Para se perceber bem o grau do nosso atraso, basta vermos que, enquanto não nos decidimos sobre o melhor sítio para pousar aviões na Grande Lisboa, a NASA já está a aterrar naves em asteróides. Quer dizer, não é bem aterrar em, é mais espatifar contra. Mesmo assim, a verdade é que conseguiram escolher um sítio, marimbaram-se no facto de ser ou não perto de Lisboa (não é, fica ainda mais longe que Beja, a 11 mil km daqui) e lançaram uma sonda para esbarrar contra Dimorphos, uma lua que orbita o asteróide Didymos. O objectivo é perceber se este tipo de acrobacia poderá ser um dia usado para afastar um calhau gigante que se dirija para a Terra com más intenções. Desta não se lembraram os dinossauros.

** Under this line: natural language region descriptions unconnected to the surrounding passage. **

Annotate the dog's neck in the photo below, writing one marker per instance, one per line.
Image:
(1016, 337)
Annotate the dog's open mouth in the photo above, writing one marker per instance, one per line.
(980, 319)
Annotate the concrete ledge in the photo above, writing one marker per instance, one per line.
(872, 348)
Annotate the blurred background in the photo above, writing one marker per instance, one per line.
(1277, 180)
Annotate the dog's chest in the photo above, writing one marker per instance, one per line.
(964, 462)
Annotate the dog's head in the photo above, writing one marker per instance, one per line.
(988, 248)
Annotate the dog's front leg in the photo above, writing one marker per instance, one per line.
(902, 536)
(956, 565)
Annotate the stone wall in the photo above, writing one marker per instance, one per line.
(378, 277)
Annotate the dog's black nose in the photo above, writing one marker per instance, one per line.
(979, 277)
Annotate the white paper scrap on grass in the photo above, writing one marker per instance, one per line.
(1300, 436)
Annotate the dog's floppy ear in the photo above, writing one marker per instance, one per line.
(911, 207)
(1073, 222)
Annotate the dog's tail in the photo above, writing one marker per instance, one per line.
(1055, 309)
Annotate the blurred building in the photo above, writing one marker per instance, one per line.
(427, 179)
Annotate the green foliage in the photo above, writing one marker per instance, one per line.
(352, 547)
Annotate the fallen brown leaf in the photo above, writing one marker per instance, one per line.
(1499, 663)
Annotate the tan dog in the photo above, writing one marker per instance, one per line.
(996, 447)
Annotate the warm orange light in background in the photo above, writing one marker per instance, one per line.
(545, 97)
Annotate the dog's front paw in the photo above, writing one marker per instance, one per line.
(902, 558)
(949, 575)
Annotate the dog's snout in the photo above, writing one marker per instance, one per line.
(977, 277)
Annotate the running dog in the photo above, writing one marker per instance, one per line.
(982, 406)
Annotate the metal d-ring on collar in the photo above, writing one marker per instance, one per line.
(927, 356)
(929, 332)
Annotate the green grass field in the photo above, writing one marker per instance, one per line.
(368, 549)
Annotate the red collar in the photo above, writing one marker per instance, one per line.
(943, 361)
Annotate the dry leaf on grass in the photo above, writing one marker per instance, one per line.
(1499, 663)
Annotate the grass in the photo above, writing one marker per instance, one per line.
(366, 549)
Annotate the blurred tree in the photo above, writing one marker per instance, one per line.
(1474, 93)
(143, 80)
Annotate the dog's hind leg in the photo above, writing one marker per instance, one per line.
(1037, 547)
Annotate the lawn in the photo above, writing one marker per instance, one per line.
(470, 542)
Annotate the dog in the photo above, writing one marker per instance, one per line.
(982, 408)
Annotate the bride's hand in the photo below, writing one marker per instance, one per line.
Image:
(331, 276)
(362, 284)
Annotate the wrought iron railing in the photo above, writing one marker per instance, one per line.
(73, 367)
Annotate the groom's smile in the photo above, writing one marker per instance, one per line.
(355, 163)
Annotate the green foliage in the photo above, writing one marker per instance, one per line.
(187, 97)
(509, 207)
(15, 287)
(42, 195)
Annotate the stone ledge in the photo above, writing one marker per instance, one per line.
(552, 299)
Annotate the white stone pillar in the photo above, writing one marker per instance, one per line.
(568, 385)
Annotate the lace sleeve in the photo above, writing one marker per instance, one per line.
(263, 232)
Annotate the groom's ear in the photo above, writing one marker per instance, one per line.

Felizmente para a humanidade, a NASA não é portuguesa. Se fosse, ainda hoje estariam a efectuar estudos para seleccionar um dos milhares de asteróides que andam às voltas no Sistema Solar. E, quando finalmente se optasse por um, ia-se descobrir, com escândalo, que os asteróides à volta tinham sido comprados por amigos do partido no poder.

Por outro lado, enquanto portugueses, não temos de nos preocupar com a possibilidade de um dia cair cá um meteorito. Sabe-se que a maior parte desses corpos celestes são constituídos por ouro ou outros metais valiosos e, com a carga fiscal da nossa economia, Portugal não tem capacidade para atrair este tipo de fortuna estrangeira. Se um asteróide cair em algum sítio da Europa de certeza que é nos países de Leste, onde vai ser melhor aproveitado.

Em meados do século passado, nas ilhas do Pacífico Sul, antropólogos identificaram um fenómeno a que chamaram “culto da carga”. Durante a IIª Guerra Mundial, os exércitos japonês e americano usaram essas ilhas como bases. Os nativos habituaram-se a ver chegar aviões cheios de mantimentos, alguns dos quais acabavam por lhes ir parar às mãos. Com o fim da guerra, os soldados partiram e os aviões deixaram de vir. Para os trazer de volta, os indígenas desmataram pedaços de selva para construir pistas de aterragem, ergueram torres de controlo em bambu e envergaram auscultadores feitos com cocos. Depois de terem os aeroportos fajutos, passaram a imitar os gestos que viam os militares fazer. Acreditavam que a repetição desses rituais convocaria os aviões e a sua carga.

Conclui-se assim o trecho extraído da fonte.